Using the reduce and filter functions on an example array in CodeBlocks IDE and printing the results in command prompt (STDOUT)

Well, it seems like we don’t need a reduce function anymore, just use std::accumulate and it would be done, right?

NO! You’re wrong!

Because the above implementation of reduce is FLAWED!
A reduce function requires that its 2nd argument (the binary operator or function) is both cumulative and associative. Because it performs the operations out of order, sometimes even parallelly (if an execution policy is assigned).
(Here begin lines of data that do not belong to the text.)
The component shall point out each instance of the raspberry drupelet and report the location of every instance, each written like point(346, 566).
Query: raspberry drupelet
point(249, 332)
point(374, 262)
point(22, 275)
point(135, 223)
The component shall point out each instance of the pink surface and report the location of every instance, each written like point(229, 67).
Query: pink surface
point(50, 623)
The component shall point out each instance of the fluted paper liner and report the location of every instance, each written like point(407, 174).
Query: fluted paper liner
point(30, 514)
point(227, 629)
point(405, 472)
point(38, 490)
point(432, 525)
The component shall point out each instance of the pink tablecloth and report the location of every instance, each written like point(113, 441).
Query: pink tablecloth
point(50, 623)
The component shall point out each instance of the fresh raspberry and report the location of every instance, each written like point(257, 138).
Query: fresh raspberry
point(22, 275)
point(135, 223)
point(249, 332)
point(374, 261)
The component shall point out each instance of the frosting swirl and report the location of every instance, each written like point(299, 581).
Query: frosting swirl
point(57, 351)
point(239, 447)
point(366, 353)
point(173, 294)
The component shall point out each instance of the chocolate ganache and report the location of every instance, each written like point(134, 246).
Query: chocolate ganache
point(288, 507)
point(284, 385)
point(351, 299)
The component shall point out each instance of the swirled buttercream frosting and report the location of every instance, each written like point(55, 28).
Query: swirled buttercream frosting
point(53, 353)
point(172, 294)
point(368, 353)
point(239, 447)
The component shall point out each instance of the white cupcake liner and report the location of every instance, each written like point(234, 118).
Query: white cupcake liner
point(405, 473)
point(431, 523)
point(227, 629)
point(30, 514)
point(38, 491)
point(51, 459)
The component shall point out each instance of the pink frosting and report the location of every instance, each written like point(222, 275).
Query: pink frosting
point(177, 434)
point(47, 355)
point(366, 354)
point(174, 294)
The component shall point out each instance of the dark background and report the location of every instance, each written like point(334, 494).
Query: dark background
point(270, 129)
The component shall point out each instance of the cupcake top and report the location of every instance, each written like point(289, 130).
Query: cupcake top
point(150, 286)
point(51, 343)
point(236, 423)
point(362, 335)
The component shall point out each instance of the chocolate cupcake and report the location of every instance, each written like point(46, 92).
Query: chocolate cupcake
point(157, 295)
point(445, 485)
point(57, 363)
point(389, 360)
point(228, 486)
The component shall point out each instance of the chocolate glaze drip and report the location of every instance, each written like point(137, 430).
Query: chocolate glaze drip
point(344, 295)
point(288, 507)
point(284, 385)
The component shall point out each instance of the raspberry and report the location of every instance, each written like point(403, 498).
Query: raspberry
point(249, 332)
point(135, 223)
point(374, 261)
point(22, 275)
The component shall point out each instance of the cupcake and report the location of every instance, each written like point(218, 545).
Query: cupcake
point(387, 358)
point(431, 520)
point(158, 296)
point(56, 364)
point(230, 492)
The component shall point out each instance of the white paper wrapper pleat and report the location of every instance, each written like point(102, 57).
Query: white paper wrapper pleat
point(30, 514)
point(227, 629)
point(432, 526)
Let me clear the concepts first, about folding and reducing -

  1. Folding has to have a direction, either left or right, reducing doesn’t need a direction.

  2. Reducing is a process of accumulating elements of a linear data structure where the binary operation is assumed to be commutative and associative. Hence, if the order of elements in operation and accumulation goes different from the order of elements stored in the data structure, it will have ZERO casualties.

  3. In case of Folding, it doesn’t matter if the order of accumulation is the same as order of elements or say the binary operator is commutative or associative or not. Because the Execution Order of Folding is Strictly sequential, left-to-right or right-to-left.

  4. The result of a fold_left or fold_right is always deterministic regardless the operator is commutative and associative or not. But if the operator or function is NOT associative and commutative, reduce will cause indeterministic results (due to unordered execution).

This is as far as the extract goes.